SyntheticPop: Attacking Speaker Verification Systems With Synthetic VoicePops
Eshaq Jamdar, Amith Kamath Belman
TL;DR
Voice authentication systems like VA+VoicePop use phoneme-based liveliness cues and GFCC features to detect spoofing, but the paper reveals a new data-poisoning vulnerability. The authors introduce SyntheticPop, which embeds synthetic pop noises into spoofed audio to disrupt phoneme recognition, achieving an attack success rate exceeding 95% with 20% training data poisoned and dropping overall accuracy from about 69% (unpoisoned full training) to 14% under SyntheticPop.
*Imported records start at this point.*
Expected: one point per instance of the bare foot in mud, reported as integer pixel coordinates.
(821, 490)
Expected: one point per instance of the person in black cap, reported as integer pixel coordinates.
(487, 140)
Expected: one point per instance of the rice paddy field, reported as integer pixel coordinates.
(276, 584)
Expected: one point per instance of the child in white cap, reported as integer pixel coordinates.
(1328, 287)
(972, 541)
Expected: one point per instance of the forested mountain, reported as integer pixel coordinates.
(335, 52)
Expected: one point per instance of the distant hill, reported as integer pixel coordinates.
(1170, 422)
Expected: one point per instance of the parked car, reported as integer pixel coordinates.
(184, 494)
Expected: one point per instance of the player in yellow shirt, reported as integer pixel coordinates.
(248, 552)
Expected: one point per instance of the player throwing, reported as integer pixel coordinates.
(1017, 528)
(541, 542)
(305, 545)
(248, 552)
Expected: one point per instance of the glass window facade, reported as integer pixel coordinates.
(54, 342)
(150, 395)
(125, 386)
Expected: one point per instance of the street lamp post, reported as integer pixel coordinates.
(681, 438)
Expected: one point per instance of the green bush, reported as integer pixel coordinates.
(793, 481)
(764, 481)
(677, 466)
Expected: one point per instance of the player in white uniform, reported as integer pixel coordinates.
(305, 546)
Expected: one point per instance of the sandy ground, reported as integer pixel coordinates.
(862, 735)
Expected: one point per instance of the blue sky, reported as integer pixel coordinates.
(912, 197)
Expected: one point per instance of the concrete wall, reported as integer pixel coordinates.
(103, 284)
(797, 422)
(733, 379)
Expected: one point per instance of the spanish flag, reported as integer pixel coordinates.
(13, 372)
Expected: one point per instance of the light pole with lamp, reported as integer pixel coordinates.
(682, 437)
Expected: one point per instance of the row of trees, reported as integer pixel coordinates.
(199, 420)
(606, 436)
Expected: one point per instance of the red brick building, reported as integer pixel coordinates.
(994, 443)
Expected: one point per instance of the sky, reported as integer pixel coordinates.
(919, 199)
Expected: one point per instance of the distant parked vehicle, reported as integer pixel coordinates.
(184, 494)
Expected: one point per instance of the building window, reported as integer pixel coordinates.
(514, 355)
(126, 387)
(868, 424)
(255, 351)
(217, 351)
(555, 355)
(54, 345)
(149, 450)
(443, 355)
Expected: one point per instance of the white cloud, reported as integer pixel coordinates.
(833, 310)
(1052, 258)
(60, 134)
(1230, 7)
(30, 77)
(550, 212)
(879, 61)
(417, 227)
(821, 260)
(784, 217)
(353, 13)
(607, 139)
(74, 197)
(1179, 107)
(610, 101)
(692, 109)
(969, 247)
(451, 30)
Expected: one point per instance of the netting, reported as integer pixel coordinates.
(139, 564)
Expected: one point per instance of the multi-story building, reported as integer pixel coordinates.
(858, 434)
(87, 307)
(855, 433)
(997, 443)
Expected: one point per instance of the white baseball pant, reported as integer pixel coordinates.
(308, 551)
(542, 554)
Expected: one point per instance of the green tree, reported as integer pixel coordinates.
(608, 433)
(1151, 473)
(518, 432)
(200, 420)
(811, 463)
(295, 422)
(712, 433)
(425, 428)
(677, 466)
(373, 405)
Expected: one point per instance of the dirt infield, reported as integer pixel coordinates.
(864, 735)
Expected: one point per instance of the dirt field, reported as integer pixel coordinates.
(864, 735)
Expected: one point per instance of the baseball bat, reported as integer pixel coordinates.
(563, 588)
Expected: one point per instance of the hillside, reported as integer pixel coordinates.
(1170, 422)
They replicate the VA+VoicePop pipeline on the ASVSpoof 2019 dataset, compare against a baseline label-flipping attack, and show that simple label flips have a modest effect, whereas SyntheticPop causes dramatic degradation. The findings highlight robustness gaps in VA+VoicePop under data-poisoning and motivate future defenses, more targeted attack analyses, and potential transfer of such attacks to other modalities and diffusion-based deepfake scenarios.
Abstract
Voice Authentication (VA), also known as Automatic Speaker Verification (ASV), is a widely adopted authentication method, particularly in automated systems like banking services, where it serves as a secondary layer of user authentication. Despite its popularity, VA systems are vulnerable to various attacks, including replay, impersonation, and the emerging threat of deepfake audio that mimics the voice of legitimate users. To mitigate these risks, several defense mechanisms have been proposed. One such solution, Voice Pops, aims to distinguish an individual's unique phoneme pronunciations during the enrollment process. While promising, the effectiveness of VA+VoicePop against a broader range of attacks, particularly logical or adversarial attacks, remains insufficiently explored. We propose a novel attack method, which we refer to as SyntheticPop, designed to target the phoneme recognition capabilities of the VA+VoicePop system. The SyntheticPop attack involves embedding synthetic "pop" noises into spoofed audio samples, significantly degrading the model's performance. We achieve an attack success rate of over 95% while poisoning 20% of the training dataset. Our experiments demonstrate that VA+VoicePop achieves 69% accuracy under normal conditions, 37% accuracy when subjected to a baseline label flipping attack, and just 14% accuracy under our proposed SyntheticPop attack, emphasizing the effectiveness of our method.